Scientists have discovered a novel target for fighting cystic fibrosis (CF) which may compensate for the deficiency of a functioning ion channel in affected CF-related cells.
The lab of Kevin Foskett at the University of Pennsylvania School of Medicine explored the role of CFTR, the chloride ion channel mutated in CF patients, in fluid secretion by mucous gland cells.
They used a recently developed transgenic pig model, in which the CFTR gene has been knocked out.
The CFTR gene provides instructions for making a channel that transports negatively charged particles called chloride ions into and out of cells. The flow of chloride ions helps control the movement of water in tissues, which is necessary for the production of thin, freely flowing mucous.
CF researchers had been held back because existing animal models did not fully mimic the problems seen in people with CF.
In people, faulty mucous glands may contribute to airway dehydration and the problems associated with CF.
"We discovered, first, that the ion transport and signal transduction mechanisms in the pig cells appear to be precisely the same as those used in human cells, indicating that the pig is an excellent model for studies of human lung function and a valuable tool for elucidating pathology of lung disease in CF," noted Foskett.
The team also discovered that fluid secretion by the mucous cells-in response to neurotransmitters-required CFTR. This secretion was absent in the pigs lacking CFTR.
However, the same cells that lacked the CFTR chloride ion channel, mimicking the condition in human CF, expressed another, different chloride ion channel that could be activated by elevating intracellular calcium by the same neurotransmitters.
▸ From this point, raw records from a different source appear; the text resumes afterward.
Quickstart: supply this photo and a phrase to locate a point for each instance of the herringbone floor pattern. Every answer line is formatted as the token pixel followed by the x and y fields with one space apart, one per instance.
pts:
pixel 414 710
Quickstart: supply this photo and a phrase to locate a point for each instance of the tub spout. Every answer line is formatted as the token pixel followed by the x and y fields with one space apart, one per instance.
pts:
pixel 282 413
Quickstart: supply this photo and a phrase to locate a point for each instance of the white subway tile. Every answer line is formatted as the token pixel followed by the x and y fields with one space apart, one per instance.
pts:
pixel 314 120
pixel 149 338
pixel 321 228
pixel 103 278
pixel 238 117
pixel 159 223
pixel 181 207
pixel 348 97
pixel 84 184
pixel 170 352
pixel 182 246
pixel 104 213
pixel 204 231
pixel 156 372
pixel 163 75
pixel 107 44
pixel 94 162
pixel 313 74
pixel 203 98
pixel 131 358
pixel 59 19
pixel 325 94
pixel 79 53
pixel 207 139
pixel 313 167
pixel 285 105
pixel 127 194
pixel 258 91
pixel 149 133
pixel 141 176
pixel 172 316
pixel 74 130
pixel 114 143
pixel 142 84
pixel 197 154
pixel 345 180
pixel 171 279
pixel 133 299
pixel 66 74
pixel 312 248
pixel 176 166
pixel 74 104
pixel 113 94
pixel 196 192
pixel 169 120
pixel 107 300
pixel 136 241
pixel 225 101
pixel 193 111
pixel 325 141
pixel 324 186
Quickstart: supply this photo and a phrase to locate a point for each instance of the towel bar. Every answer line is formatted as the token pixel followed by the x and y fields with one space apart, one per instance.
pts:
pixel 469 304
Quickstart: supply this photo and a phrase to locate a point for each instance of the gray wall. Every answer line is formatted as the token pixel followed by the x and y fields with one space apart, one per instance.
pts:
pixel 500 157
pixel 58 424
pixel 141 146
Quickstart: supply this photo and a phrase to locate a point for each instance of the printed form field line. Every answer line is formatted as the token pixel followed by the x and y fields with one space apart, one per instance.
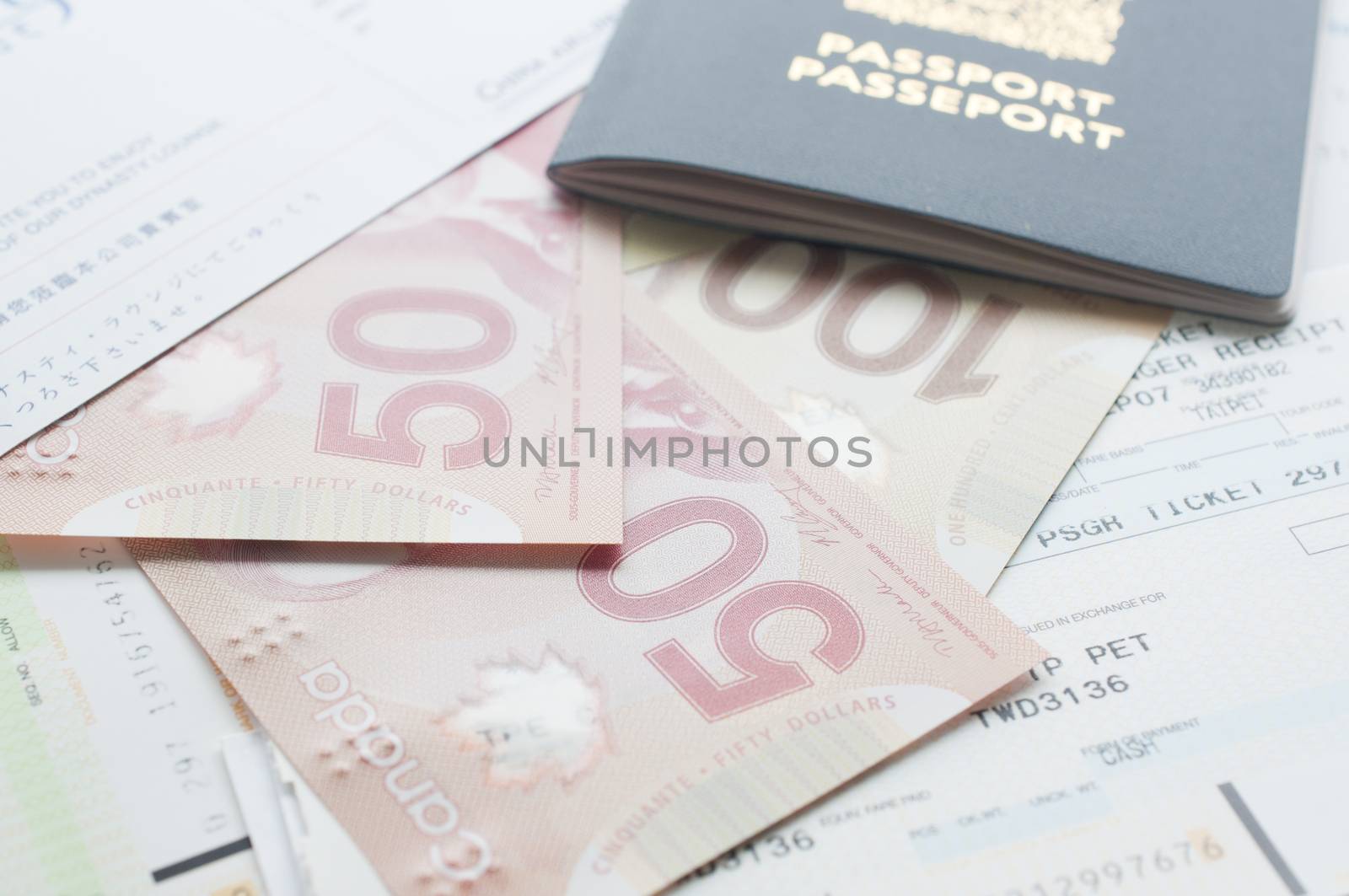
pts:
pixel 224 220
pixel 1177 525
pixel 262 128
The presence of both channels in the same mucous cells suggested that the calcium-activated chloride channel could be targeted therapeutically to compensate for lack of CFTR functioning channels in CF-harmed cells.
"This crosstalk between the signalling pathways that activate the two different chloride ion channels now gives us a completely new therapeutic strategy to think about," said Foskett.
Their findings appeared in the Journal of Clinical Investigation.